1. A method for intra refresh encoding of a video stream, wherein the method comprises:
encoding the video stream using a first intra refresh pattern;
determining that a time-variation of bits-per-frame for encoding the video stream using a second intra refresh pattern different from the first intra refresh pattern is lower than that for encoding the video stream using the first intra refresh pattern, and
in response to said determining, switching to encoding the video stream using the second intra refresh pattern.
2. The method according to claim 1, wherein the first and second intra refresh patterns are a horizontal intra refresh pattern and a vertical intra refresh pattern, respectively, or vice versa.
3. The method according to claim 1, wherein the first and second intra refresh patterns are two opposite diagonal intra refresh patterns.
4. The method according to claim 1, wherein the first and second intra refresh patterns are two orthogonal intra refresh patterns.
5. The method according to claim 1, wherein the time-variation of bits-per-frame is defined in terms of a bits-per-frame variance, bits-per-frame standard deviation and/or bits-per-frame oscillation amplitude.
6. The method according to claim 1, wherein the first and second intra refresh patterns form part of a plurality of different intra refresh patterns, and wherein said determining comprises evaluating the resulting time-variation of bits-per-frame for each intra refresh pattern of said plurality of intra refresh patterns.
7. The method according to claim 6, wherein the second intra refresh pattern is determined to be the intra refresh pattern out of the plurality of different intra refresh patterns that has a smallest time-variation of bits-per-frame for encoding the video stream.
8. The method according to claim 1, wherein said determining and switching is performed in response to detecting that the time-variation of bits-per-frame for encoding the video stream using the first intra refresh pattern exceeds a threshold value.
9. The method of claim 8, wherein said determining comprises evaluating, in response to said detecting, the time-variation of bits-per-frame for each of the first and second intra refresh patterns during one or more finite time intervals, and wherein said determining is performed by detecting that the time-variation of bits-per-frame for the second intra refresh pattern is lower than that for the first intra refresh pattern during at least one of said one or more finite time intervals.
10. A device, comprising processing circuitry configured to:
encode a video stream using a first intra refresh pattern;
determine that a time-variation of bits-per-frame for encoding the video stream using a second intra refresh pattern different from the first intra refresh pattern is lower than that for encoding the video stream using the first intra refresh pattern, and
in response to said determining, switch to encoding the video stream using the second intra refresh pattern.
11. The device according to claim 10, wherein the device is a monitoring camera.
12. The device according to claim 10, wherein the device is a body-worn camera or a drone camera.

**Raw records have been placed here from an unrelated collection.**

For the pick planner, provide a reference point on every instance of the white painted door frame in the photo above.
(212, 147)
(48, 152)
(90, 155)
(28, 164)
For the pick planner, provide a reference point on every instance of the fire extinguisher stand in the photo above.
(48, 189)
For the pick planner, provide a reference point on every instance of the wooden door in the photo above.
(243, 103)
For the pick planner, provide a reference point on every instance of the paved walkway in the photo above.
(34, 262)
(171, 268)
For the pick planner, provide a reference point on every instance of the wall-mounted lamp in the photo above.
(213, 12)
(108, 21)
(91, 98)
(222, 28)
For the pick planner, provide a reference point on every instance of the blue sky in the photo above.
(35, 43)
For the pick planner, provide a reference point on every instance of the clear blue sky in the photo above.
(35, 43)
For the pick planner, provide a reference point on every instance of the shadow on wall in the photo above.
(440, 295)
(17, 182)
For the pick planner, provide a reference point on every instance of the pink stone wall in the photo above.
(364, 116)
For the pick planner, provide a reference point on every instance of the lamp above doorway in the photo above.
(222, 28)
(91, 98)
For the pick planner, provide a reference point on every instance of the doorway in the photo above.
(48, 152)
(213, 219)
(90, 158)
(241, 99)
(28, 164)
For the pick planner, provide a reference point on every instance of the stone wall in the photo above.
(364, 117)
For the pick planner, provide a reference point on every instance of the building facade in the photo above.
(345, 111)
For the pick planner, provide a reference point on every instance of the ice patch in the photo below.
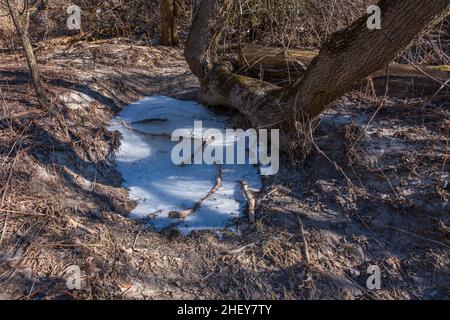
(159, 186)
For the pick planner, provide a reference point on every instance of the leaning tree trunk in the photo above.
(169, 22)
(346, 58)
(22, 27)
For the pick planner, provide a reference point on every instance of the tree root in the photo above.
(251, 202)
(186, 213)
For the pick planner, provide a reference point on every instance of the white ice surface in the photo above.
(158, 185)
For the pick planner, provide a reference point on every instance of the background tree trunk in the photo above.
(21, 23)
(169, 22)
(348, 57)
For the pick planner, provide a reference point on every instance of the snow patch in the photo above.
(159, 186)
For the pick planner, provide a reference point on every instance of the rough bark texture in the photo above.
(169, 22)
(277, 65)
(348, 57)
(21, 23)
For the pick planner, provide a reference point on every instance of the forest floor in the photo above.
(365, 196)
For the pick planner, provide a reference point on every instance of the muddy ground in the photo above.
(371, 193)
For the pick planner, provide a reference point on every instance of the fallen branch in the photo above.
(251, 202)
(186, 213)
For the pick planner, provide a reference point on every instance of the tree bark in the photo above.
(169, 22)
(22, 27)
(348, 57)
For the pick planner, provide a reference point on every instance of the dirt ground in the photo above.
(374, 191)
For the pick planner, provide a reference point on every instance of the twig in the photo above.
(419, 237)
(251, 203)
(186, 213)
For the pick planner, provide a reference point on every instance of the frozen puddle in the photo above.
(158, 185)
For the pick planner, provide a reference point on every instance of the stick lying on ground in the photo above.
(251, 202)
(186, 213)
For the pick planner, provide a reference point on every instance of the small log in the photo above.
(251, 202)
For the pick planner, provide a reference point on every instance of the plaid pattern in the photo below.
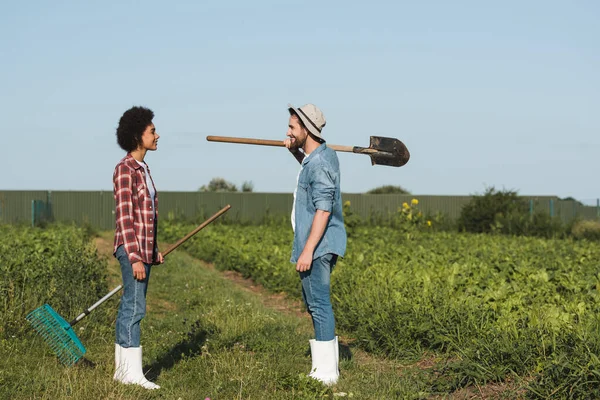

13. A non-transitory computer-readable storage medium comprising a computer program comprising computer code that, when run on processing circuitry of a device, causes the device to:
encode a video stream using a first intra refresh pattern;
determine that a time-variation of bits-per-frame for encoding the video stream using a second intra refresh pattern different from the first intra refresh pattern is lower than that for encoding the video stream using the first intra refresh pattern, and
in response to said determining, switch to encoding the video stream using the second intra refresh pattern.
14. A computer program product, comprising the non-transitory computer-readable storage medium of claim 13.